Just when the world is coming to terms with the country’s resignation as a member of the Organisation of the Petroleum Exporting Countries, OPEC, Qatar has delved another blow, to invest $20 billion in the United States’ booming shale industry, as well as its Liquefied Natural Gas, LNG.

A report by Reuters on Sunday, quoted Saad al-Kaabi, chief executive of the world’s top liquefied natural gas, LNG supplier, Qatar Petroleum, QP, as saying the funds will be spread “over the coming few years”.

Qatar which unexpectedly quit OPEC this month 57 years, had announced it would now focus on its major economic strength, LNG, while it also maintains its oil customers. The country is the world’s highest producer and exporter of natural gas.

The country has an annual gas production of 77 million tonnes. It plans to boost capacity 43 percent by 2023-2024 and will be building four liquefaction trains for the LNG expansion.

The country had quitted OPEC over row with Saudi Arabia which also holds the presidential seat in OPEC, likewise its unwillingness to make additional cuts in the Declaration of Cooperation, DoC. Following accusation of involvement in terrorism, Saudi Arabia, United Arab Emirates, Bahrain, and Egypt, had imposed a political and economic boycott on Qatar since June 2017, accusing it of supporting terrorism. The country has since denied all allegations of supporting terrorism.

According to al-Kaabi, QP will announce its foreign partners for the new LNG trains it is building by the middle of next year, and the company has decided to self-finance the expansion rather than borrowing-QP used to borrow up to 70 percent of its needs from banks.

“We are looking at many assets in the U.S. We’re looking at gas and oil, conventional and non-conventional,” Kaabi said in an interview at his office in Doha.

“We are looking for a lot of things (in our partners) including asset swaps, things that will help me in my international expansion,” he said.

“If I don’t get good deals, nobody will come. I’m telling you, mark my words: if I don’t get a good deal, we go alone”.

According to the report, QP is still in talks with international oil companies for the new expansion project.
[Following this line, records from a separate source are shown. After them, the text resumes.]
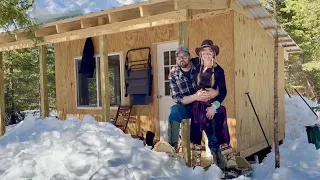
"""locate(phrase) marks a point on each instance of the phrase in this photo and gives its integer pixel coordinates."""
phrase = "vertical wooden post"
(43, 82)
(104, 75)
(2, 109)
(185, 137)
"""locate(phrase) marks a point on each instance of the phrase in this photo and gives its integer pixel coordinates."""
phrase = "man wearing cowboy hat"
(182, 85)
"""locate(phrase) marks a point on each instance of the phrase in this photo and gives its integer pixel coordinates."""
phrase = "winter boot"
(196, 155)
(218, 159)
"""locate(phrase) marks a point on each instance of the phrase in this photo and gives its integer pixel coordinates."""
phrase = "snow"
(298, 159)
(86, 149)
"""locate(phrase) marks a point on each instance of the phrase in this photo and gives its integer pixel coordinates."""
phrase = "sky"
(45, 11)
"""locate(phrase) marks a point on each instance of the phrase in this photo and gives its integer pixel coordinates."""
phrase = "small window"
(89, 88)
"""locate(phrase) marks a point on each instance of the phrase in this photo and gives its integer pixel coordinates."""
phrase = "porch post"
(104, 75)
(43, 82)
(2, 113)
(185, 125)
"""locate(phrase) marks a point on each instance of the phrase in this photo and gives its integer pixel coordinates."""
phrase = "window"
(89, 89)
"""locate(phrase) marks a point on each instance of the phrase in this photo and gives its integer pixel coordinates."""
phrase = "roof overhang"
(141, 15)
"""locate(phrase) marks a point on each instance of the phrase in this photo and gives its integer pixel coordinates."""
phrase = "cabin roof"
(140, 15)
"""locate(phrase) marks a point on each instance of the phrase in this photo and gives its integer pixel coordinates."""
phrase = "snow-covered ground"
(298, 159)
(86, 149)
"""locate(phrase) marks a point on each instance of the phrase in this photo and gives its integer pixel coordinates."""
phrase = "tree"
(301, 19)
(22, 88)
(14, 16)
(276, 98)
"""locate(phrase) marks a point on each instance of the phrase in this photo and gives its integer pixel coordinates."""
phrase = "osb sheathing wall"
(145, 118)
(254, 67)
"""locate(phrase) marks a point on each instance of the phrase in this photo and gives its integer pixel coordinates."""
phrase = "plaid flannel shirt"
(180, 85)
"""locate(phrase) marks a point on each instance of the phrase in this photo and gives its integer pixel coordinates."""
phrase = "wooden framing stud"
(70, 26)
(185, 134)
(2, 108)
(289, 45)
(104, 75)
(201, 4)
(124, 15)
(263, 18)
(285, 40)
(5, 38)
(46, 31)
(89, 22)
(293, 50)
(270, 28)
(158, 8)
(252, 7)
(43, 82)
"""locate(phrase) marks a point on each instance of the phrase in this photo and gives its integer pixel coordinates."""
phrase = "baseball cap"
(183, 49)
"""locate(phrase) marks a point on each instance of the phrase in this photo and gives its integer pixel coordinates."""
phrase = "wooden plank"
(210, 14)
(124, 15)
(2, 108)
(252, 7)
(66, 27)
(263, 18)
(141, 23)
(201, 4)
(45, 31)
(106, 12)
(185, 138)
(43, 82)
(104, 76)
(159, 8)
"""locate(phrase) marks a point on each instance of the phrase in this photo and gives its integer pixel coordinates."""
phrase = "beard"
(183, 64)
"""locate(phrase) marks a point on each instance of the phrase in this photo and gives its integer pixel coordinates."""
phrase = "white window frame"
(122, 81)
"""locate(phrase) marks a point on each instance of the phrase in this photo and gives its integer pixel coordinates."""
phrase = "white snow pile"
(85, 149)
(299, 160)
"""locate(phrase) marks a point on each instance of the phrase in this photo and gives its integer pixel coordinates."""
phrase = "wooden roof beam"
(124, 15)
(271, 28)
(49, 30)
(116, 27)
(285, 40)
(293, 50)
(158, 8)
(252, 7)
(6, 38)
(289, 45)
(263, 18)
(201, 4)
(20, 36)
(70, 26)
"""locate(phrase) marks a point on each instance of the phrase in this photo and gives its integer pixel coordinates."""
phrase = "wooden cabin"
(243, 31)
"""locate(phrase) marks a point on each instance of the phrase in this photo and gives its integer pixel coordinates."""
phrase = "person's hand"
(210, 112)
(172, 71)
(202, 96)
(212, 92)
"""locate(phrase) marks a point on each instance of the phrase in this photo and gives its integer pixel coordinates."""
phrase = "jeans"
(177, 113)
(213, 132)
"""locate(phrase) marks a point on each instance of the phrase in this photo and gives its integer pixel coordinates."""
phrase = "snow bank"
(85, 149)
(298, 159)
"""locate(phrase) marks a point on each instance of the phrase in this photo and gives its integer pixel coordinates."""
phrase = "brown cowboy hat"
(208, 43)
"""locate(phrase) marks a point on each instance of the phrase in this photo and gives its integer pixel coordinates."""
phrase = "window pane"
(167, 89)
(166, 72)
(173, 58)
(166, 58)
(114, 80)
(87, 88)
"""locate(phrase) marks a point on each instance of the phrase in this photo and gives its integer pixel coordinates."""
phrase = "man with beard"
(182, 86)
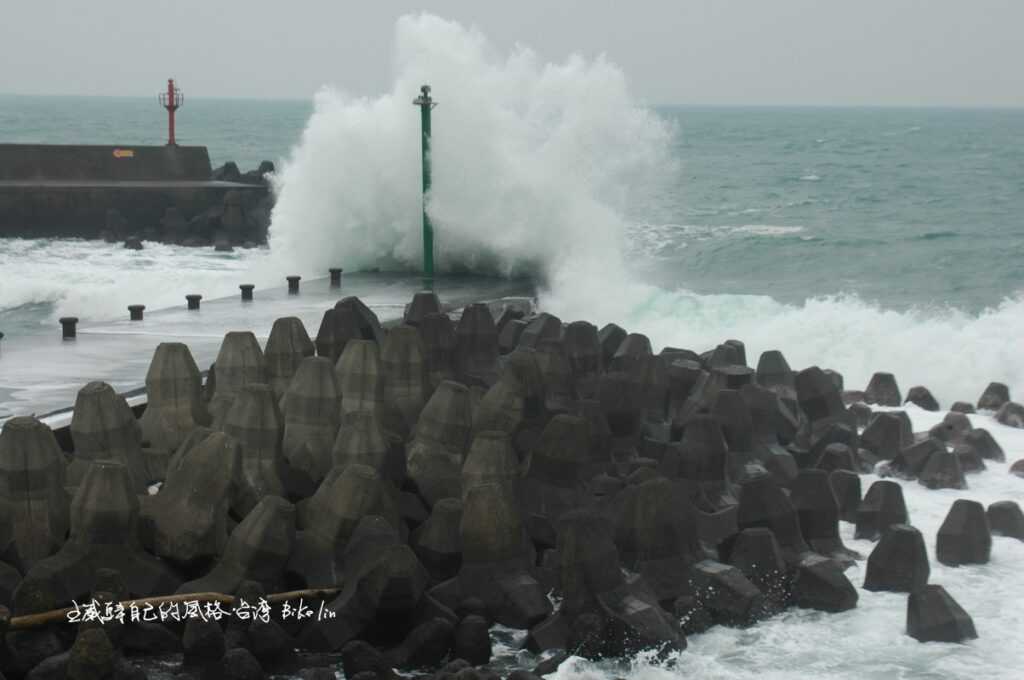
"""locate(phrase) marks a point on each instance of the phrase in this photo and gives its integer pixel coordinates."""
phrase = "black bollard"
(68, 325)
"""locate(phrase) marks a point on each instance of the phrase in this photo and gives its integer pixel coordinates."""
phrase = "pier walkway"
(41, 373)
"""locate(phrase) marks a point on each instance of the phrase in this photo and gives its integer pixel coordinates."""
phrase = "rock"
(476, 346)
(965, 537)
(440, 443)
(257, 550)
(962, 407)
(921, 396)
(203, 642)
(240, 363)
(846, 485)
(92, 655)
(820, 584)
(1011, 414)
(104, 428)
(472, 640)
(103, 535)
(983, 444)
(726, 594)
(288, 345)
(883, 390)
(32, 491)
(188, 516)
(993, 397)
(425, 646)
(310, 419)
(882, 507)
(899, 561)
(358, 656)
(174, 407)
(942, 471)
(238, 664)
(439, 347)
(1006, 518)
(933, 615)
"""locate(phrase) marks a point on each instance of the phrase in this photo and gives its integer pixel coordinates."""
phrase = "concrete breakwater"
(448, 473)
(168, 194)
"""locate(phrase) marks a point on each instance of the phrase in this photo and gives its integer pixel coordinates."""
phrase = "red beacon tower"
(172, 99)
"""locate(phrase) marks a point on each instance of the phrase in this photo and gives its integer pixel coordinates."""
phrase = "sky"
(773, 52)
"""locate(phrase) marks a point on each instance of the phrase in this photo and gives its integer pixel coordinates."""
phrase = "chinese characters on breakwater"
(109, 612)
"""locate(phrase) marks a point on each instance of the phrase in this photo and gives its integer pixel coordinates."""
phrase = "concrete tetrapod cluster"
(441, 476)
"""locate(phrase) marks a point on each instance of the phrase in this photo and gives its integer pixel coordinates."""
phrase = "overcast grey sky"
(916, 52)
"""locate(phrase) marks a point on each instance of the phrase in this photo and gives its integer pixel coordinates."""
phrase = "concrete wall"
(39, 162)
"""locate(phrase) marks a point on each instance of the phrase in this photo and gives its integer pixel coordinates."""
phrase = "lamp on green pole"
(425, 102)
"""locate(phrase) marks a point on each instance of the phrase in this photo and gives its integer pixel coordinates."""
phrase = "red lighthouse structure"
(172, 99)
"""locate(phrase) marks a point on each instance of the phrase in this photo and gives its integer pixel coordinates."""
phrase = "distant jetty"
(126, 193)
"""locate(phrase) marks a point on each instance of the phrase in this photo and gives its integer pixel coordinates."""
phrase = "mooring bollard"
(68, 327)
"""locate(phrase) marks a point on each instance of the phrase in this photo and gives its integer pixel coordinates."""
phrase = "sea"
(860, 240)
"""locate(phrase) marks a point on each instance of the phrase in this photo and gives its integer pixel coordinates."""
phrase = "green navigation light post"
(425, 102)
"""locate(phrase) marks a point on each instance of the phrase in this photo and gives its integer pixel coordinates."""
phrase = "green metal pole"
(425, 102)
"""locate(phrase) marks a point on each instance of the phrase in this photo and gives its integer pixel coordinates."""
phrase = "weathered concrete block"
(933, 615)
(899, 561)
(32, 491)
(965, 537)
(440, 441)
(103, 535)
(476, 346)
(257, 550)
(883, 506)
(922, 396)
(288, 345)
(240, 363)
(188, 516)
(174, 393)
(883, 390)
(311, 409)
(403, 379)
(104, 428)
(993, 397)
(359, 380)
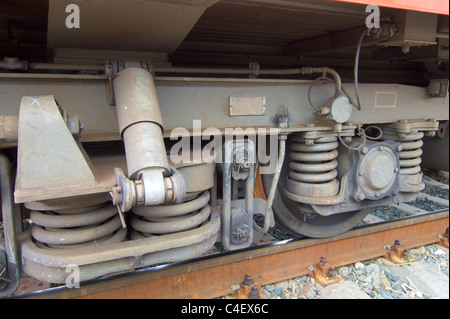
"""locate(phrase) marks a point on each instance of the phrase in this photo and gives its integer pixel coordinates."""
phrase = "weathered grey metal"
(237, 217)
(269, 220)
(94, 261)
(48, 156)
(10, 217)
(198, 233)
(207, 99)
(140, 124)
(81, 227)
(9, 129)
(166, 23)
(313, 166)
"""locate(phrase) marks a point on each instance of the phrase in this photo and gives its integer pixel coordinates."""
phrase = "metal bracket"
(398, 253)
(324, 273)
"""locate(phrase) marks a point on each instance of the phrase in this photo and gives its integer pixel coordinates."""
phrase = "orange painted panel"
(432, 6)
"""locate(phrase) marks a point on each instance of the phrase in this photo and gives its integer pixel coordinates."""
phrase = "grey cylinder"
(140, 121)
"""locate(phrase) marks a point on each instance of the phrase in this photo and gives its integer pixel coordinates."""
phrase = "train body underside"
(152, 130)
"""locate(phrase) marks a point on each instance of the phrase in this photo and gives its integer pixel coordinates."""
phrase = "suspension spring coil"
(313, 166)
(77, 227)
(171, 218)
(409, 155)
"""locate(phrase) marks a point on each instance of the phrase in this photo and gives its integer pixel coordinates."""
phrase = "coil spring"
(77, 227)
(313, 167)
(410, 152)
(171, 218)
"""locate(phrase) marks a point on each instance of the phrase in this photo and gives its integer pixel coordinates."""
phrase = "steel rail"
(212, 276)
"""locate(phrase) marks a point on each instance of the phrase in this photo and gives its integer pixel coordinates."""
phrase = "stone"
(343, 290)
(359, 265)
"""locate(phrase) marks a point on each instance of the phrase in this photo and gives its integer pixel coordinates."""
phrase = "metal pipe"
(268, 213)
(9, 227)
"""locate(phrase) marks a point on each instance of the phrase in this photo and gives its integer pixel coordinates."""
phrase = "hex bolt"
(254, 293)
(397, 245)
(406, 253)
(332, 272)
(248, 280)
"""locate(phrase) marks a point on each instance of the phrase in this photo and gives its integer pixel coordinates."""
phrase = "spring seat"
(77, 227)
(171, 218)
(313, 166)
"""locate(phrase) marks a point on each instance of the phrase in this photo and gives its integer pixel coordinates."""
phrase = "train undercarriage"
(149, 142)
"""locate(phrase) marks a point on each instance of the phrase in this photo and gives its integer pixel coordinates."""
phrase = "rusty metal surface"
(213, 277)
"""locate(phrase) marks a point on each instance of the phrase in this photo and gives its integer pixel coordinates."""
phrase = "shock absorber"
(313, 166)
(171, 218)
(77, 227)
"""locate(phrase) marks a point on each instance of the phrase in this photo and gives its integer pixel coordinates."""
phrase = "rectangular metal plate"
(247, 105)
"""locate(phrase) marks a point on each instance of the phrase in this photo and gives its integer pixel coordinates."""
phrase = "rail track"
(269, 259)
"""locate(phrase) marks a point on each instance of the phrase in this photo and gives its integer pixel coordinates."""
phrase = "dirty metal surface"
(212, 277)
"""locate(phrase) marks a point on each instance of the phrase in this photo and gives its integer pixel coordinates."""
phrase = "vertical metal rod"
(268, 214)
(8, 211)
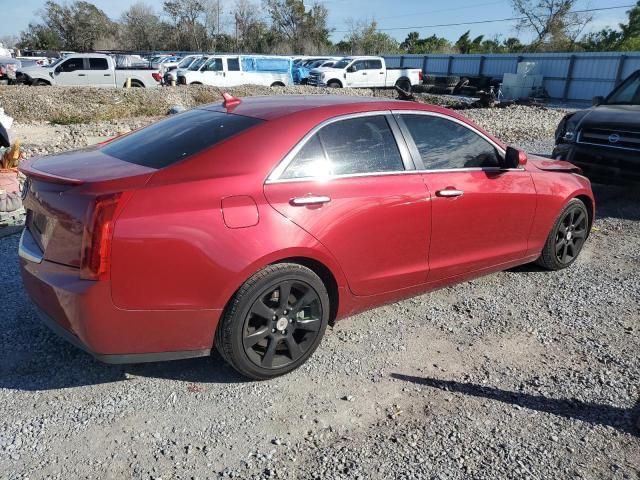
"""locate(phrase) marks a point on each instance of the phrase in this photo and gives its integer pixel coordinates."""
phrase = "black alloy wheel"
(275, 321)
(567, 237)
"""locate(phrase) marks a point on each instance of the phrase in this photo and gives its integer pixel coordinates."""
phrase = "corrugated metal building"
(567, 76)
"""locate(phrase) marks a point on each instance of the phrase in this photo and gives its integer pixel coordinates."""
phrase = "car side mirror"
(514, 158)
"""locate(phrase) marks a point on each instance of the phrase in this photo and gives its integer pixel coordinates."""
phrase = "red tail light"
(97, 235)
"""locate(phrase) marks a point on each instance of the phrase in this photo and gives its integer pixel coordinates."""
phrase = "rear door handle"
(311, 200)
(449, 192)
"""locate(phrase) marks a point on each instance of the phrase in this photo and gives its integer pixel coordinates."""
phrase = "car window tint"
(445, 144)
(72, 65)
(177, 137)
(309, 162)
(357, 145)
(98, 64)
(233, 64)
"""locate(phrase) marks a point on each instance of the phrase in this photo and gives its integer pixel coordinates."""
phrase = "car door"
(481, 214)
(376, 74)
(213, 72)
(71, 72)
(356, 74)
(351, 184)
(99, 74)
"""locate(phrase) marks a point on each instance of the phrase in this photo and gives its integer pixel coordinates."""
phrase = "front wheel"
(567, 237)
(274, 322)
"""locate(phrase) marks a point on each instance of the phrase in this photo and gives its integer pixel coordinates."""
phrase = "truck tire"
(404, 84)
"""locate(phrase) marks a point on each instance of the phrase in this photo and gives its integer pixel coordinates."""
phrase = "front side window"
(354, 146)
(214, 65)
(98, 64)
(445, 144)
(72, 65)
(233, 64)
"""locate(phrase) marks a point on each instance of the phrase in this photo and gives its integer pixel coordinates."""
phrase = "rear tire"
(567, 237)
(404, 84)
(274, 322)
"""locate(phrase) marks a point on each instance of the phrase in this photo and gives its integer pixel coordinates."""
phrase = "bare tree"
(553, 22)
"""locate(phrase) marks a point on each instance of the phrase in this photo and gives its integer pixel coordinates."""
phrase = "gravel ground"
(520, 374)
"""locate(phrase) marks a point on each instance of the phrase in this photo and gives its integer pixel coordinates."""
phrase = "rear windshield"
(177, 137)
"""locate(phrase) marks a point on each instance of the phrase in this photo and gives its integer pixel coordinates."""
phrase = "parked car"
(234, 70)
(91, 70)
(171, 75)
(8, 68)
(260, 221)
(360, 72)
(604, 140)
(303, 68)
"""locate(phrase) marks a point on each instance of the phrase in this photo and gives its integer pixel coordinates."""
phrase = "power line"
(478, 22)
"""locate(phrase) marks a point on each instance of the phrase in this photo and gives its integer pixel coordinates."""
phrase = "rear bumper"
(602, 164)
(82, 312)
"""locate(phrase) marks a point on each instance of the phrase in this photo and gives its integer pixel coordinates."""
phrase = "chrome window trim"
(279, 169)
(274, 176)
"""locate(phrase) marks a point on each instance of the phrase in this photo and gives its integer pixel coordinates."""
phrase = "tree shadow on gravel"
(50, 364)
(615, 201)
(626, 420)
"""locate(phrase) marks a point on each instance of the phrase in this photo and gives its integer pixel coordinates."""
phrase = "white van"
(235, 70)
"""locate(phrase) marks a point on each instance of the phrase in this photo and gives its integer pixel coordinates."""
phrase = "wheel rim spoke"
(267, 360)
(295, 351)
(285, 292)
(261, 310)
(310, 325)
(304, 300)
(250, 340)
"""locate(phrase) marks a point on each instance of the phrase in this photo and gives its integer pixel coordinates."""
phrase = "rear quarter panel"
(554, 191)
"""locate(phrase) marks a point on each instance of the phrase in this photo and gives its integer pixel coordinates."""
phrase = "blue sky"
(16, 14)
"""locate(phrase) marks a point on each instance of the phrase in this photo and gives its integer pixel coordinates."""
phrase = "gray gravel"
(520, 374)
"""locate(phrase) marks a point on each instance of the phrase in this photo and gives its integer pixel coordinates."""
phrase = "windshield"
(185, 62)
(342, 63)
(56, 62)
(628, 93)
(198, 63)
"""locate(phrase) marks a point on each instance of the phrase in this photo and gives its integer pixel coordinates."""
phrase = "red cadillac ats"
(252, 224)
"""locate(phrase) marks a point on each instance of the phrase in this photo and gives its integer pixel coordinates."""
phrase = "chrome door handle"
(449, 193)
(311, 200)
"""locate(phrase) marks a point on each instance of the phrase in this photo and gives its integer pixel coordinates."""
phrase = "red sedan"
(251, 225)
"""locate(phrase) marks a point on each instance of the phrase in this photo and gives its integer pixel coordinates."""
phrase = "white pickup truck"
(364, 72)
(89, 70)
(235, 70)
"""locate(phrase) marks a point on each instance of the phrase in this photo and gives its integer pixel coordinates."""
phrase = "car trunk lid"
(60, 191)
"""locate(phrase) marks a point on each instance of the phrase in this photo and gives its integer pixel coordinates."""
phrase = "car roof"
(276, 106)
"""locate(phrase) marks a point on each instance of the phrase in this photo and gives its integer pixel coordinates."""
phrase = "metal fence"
(567, 76)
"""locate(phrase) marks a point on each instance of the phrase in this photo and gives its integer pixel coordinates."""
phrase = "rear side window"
(354, 146)
(233, 64)
(444, 144)
(178, 137)
(98, 64)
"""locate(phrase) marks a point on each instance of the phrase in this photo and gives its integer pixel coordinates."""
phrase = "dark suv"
(604, 140)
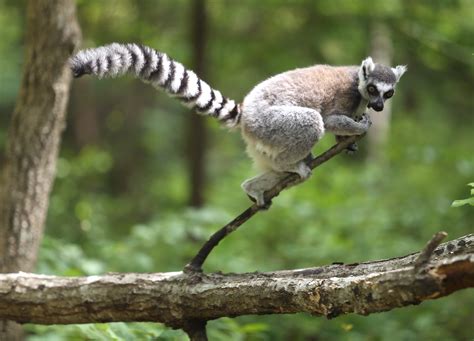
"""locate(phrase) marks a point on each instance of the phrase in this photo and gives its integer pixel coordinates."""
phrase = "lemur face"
(377, 82)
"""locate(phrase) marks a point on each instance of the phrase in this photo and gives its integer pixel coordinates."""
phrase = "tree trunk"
(197, 134)
(34, 136)
(187, 301)
(381, 51)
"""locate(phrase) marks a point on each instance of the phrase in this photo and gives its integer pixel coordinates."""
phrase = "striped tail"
(162, 72)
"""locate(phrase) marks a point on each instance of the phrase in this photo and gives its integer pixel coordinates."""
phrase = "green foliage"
(119, 201)
(468, 201)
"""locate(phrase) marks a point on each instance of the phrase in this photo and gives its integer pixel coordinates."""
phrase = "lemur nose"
(378, 106)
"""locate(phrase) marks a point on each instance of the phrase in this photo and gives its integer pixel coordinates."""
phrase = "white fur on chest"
(362, 108)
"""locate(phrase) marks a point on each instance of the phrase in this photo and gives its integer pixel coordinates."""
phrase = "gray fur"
(280, 119)
(284, 116)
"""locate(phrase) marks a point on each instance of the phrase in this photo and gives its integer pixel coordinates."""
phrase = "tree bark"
(197, 132)
(177, 298)
(34, 135)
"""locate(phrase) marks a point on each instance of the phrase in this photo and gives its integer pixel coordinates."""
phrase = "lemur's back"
(314, 87)
(280, 119)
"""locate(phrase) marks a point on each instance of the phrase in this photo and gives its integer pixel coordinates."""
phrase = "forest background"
(141, 184)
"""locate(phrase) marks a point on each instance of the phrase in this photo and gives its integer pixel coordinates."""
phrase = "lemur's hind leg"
(291, 132)
(257, 186)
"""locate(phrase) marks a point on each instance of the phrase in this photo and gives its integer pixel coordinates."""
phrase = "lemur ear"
(399, 71)
(366, 68)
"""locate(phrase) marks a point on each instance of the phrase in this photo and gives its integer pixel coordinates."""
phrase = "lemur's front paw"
(352, 148)
(365, 120)
(261, 203)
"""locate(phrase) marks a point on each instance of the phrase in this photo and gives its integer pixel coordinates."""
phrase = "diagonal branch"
(195, 265)
(185, 300)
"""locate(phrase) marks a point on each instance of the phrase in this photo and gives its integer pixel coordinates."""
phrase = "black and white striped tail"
(159, 70)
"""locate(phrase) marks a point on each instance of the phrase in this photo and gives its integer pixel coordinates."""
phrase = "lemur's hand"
(350, 149)
(364, 120)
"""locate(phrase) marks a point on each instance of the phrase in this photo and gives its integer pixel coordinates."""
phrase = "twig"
(427, 251)
(195, 265)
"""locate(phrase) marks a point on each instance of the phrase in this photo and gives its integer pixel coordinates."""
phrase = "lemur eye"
(388, 94)
(371, 89)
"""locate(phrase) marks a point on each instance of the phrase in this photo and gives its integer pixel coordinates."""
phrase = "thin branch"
(178, 299)
(426, 253)
(195, 265)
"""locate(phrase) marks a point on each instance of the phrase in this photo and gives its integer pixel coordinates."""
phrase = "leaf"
(458, 203)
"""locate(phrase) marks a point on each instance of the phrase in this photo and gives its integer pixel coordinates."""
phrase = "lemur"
(280, 119)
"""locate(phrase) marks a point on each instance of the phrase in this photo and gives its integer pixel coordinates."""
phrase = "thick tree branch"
(195, 265)
(178, 299)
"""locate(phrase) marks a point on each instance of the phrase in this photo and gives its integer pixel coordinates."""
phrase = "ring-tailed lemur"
(280, 119)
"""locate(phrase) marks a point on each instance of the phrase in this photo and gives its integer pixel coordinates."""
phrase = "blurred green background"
(121, 201)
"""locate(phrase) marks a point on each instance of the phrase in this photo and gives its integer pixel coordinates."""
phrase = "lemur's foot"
(303, 170)
(257, 196)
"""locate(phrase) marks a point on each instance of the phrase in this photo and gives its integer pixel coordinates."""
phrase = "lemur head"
(377, 82)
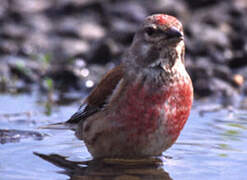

Existing oil companies operating in Qatar include Exxon Mobil Corp, Total, Royal Dutch Shell, and ENI.

QP currently pumps 4.8 million barrels of oil equivalent per day (boed) and aims to boost its output to 6.5 million boed in the next 8 years by expanding its upstream business abroad.

Kaabi also said that proposed U.S. legislation known as “NOPEC”, or No Oil Producing and Exporting Cartels Act, which could open the group up to anti-trust lawsuits, was one of the reasons for quitting the oil exporting club.

Kaabi said he expected to make a final decision on the investment and whether to move ahead with the project “by the end of the year, if not January,” the report said.